Nothing is quite so "deadly boring" and "sterilizing" as seeing a bank at the corner of a tall building, he added.

Instead, they pointed to examples like the Barbican in London, or places in the upper east and west sides of New York City as models for high rises that don't infringe on the neighbourhood feel of the communities in which they are located. In Toronto, the King and Spadina area, and the Bloor street development also appear to be heading in that positive direction, said Mr. Clewes. "We're about 50 years behind from what's happening in New York, but it will be very interesting to watch what happens in these emerging developments," he said.

The solution lies partly architectural designs that complement pre-existing structures, Mr. Clewes added.

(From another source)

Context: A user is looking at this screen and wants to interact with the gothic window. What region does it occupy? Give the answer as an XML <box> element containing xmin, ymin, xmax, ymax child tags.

If developers are building a tower in a commercial neighbourhood such as Bloor Street east of St. George, he suggested designing a building that fits into the continuous street wall. On the other hand, Charles Street, which is on a more residential zone, requires different treatment with landscaped lawns, he said.

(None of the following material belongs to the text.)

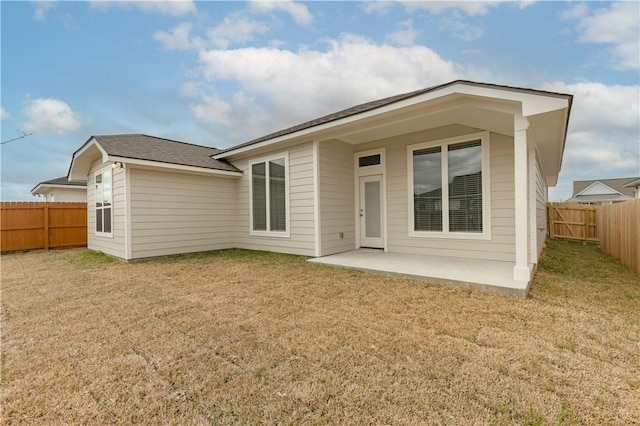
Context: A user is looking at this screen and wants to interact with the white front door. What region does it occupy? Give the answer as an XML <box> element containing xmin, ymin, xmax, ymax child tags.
<box><xmin>359</xmin><ymin>175</ymin><xmax>384</xmax><ymax>248</ymax></box>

"I don't think that high-rise neighbourhoods are inherently problematic," said Mr. Witt. "As long as the neighbourhoods are mixed use – containing employment, living spaces, community facilities and retail, and provide animation and walkability at the street level they will be successful. … What we need is economic incentives to bring more employment uses back to the city centre – and better standards and guidelines for the upper levels of the buildings to ensure that we build a sustainable and diverse skyline."

Given that Toronto will be building vertically, Mr. Kuwabara argued there is a strong case to be made for pushing Toronto's skyline even higher.

"I would argue that Toronto is too short [in comparison to other world-class cities]" he said. Just consider examples like New York's Empire State building, Seattle's Space Needle or Toronto's very own CN Tower.

"Tall buildings have an incredible power to identify places in the world, and if you subtract them, you lose identity globally," he said. "Toronto has that opportunity still."